Some users might want to know the amount of emissions from the production of energy (in any form, such as heat, electricity, light, or force). All emissions in the Energy Policy Simulator (EPS) are "energy-related" except industrial sector process emissions and anthropogenic LULUCF emissions. We include the effects of carbon sequestration conducted by the electricity and industry sectors, which effectively reduces these sectors' net CO2 emissions, so the total energy-related emissions reported here do not include CO2 sequestered by these sectors. In contrast, for the geoengineering sector, we do not subtract captured CO2 (i.e., from direct air capture; DAC) from total energy-related emissions. (We only include emissions from energy used to power geoengineering processes.) In the geoengineering sector, the CO2 removal is the product/purpose and these negative emissions are not considered energy-related.

We calculate energy-related emissions for both the BAU and policy cases. From "Total Pollutant Emissions," we subtract anthropogenic LULUCF emissions and Industry sector process emissions. For geoengineering, we take the total emissions excluding captured CO2. We then convert this to CO2e using the user-specified GWP factor. A screenshot of the structure for the policy case is shown below:

energy-related emissions excluding leakage

Miscellaneous Additional Outputs

This section contains a variety of outputs that may be of use for scenario analysis. These outputs need little calculation structure (or in some cases, they are simply shadow variables from elsewhere), so they do not merit their own sections on the "Additional Outputs" sheet.

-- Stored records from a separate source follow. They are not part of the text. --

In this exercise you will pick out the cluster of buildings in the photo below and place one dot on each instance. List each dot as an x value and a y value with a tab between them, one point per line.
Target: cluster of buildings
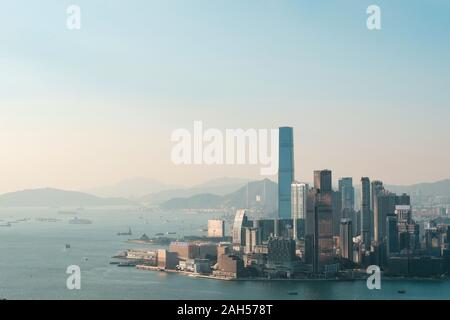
318	233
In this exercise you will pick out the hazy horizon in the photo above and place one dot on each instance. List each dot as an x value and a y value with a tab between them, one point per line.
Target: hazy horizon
88	108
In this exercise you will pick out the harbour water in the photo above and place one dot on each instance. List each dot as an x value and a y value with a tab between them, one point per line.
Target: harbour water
34	259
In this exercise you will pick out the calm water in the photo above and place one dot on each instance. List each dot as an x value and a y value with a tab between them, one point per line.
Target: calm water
33	261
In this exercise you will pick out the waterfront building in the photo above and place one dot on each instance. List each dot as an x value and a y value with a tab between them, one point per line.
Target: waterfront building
166	259
365	213
281	251
346	239
266	228
348	194
323	231
229	266
408	230
283	228
216	228
184	250
392	236
285	171
336	202
251	239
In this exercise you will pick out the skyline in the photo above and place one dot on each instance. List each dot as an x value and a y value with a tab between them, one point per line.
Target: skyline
81	109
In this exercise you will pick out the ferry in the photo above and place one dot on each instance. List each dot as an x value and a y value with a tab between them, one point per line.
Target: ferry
79	221
129	233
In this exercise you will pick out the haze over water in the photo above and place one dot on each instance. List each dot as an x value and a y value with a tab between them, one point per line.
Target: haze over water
34	260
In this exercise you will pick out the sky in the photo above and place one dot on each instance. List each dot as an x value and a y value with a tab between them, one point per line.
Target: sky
89	107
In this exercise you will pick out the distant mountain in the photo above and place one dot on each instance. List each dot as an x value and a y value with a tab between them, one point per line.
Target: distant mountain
220	186
438	188
130	188
257	194
49	197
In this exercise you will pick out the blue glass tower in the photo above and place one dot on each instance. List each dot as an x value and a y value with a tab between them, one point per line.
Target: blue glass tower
285	171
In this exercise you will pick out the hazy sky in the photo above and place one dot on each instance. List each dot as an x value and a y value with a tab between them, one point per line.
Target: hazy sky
85	108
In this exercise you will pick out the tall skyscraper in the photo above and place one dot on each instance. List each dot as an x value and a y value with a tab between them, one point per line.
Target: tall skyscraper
299	197
336	202
323	220
391	235
240	223
384	206
347	194
346	239
285	171
322	180
376	188
323	233
365	212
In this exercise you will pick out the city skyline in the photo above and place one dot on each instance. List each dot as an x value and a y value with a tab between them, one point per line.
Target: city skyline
86	108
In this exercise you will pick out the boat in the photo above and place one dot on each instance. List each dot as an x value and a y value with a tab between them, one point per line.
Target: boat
128	233
79	221
66	212
127	264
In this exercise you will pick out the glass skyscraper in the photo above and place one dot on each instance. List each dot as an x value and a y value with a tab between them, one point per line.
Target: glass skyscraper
285	171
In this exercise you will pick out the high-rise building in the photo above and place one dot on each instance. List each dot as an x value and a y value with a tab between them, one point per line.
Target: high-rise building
323	235
384	206
285	171
216	228
346	239
365	212
266	228
376	187
252	239
322	180
299	198
323	220
240	223
391	235
408	230
348	194
336	202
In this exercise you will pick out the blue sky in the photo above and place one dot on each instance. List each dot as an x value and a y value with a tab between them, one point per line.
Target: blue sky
89	107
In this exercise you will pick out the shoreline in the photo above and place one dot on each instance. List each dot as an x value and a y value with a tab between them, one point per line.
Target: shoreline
205	276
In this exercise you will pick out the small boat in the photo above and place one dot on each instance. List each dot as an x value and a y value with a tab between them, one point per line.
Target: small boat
128	233
79	221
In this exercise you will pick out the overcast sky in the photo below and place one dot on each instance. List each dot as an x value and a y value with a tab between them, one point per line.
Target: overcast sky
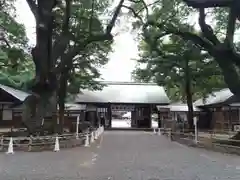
119	67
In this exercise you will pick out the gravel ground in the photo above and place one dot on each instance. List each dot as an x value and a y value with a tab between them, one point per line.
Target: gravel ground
122	156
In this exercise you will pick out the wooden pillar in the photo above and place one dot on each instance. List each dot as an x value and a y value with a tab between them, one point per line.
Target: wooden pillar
109	110
146	117
133	118
159	120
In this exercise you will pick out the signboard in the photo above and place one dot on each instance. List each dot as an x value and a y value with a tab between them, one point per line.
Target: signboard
236	128
122	107
164	109
195	121
91	108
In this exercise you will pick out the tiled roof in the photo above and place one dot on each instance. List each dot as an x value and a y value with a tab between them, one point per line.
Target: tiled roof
178	107
215	98
20	95
131	93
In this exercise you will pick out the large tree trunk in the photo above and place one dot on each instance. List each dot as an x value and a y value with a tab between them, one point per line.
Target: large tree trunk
44	88
62	91
188	95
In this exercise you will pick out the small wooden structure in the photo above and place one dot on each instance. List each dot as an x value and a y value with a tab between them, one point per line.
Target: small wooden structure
222	110
175	113
138	98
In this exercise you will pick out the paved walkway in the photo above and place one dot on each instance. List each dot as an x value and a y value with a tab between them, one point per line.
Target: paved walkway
123	156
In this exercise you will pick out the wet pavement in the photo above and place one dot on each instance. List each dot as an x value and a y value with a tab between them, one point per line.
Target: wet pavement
122	155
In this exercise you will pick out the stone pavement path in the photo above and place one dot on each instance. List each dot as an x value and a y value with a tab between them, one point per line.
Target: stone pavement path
123	156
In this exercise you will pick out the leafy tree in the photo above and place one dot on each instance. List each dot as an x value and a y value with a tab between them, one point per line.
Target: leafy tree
65	31
15	64
181	67
211	38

Electricity capacity divided up by type (coal, wind, etc.) but not by plant quality level is provided here. Similarly, we provide electricity generation (i.e. output) by type but grouped across quality levels:

electricity capacity and generation by type

We total up the amount of primary energy from non-fossil sources, and we also express this as a percentage of total primary energy:

non-fossil primary energy

We also report the fuel use for each fuel-using sector (transportation, electricity, buildings, industry, and district heat) by fuel:

fuel use by sector

We also calculate the change in net electricity imports, which is used in one output graph.

change in net electricity imports

This page was last updated in version 3.5.0.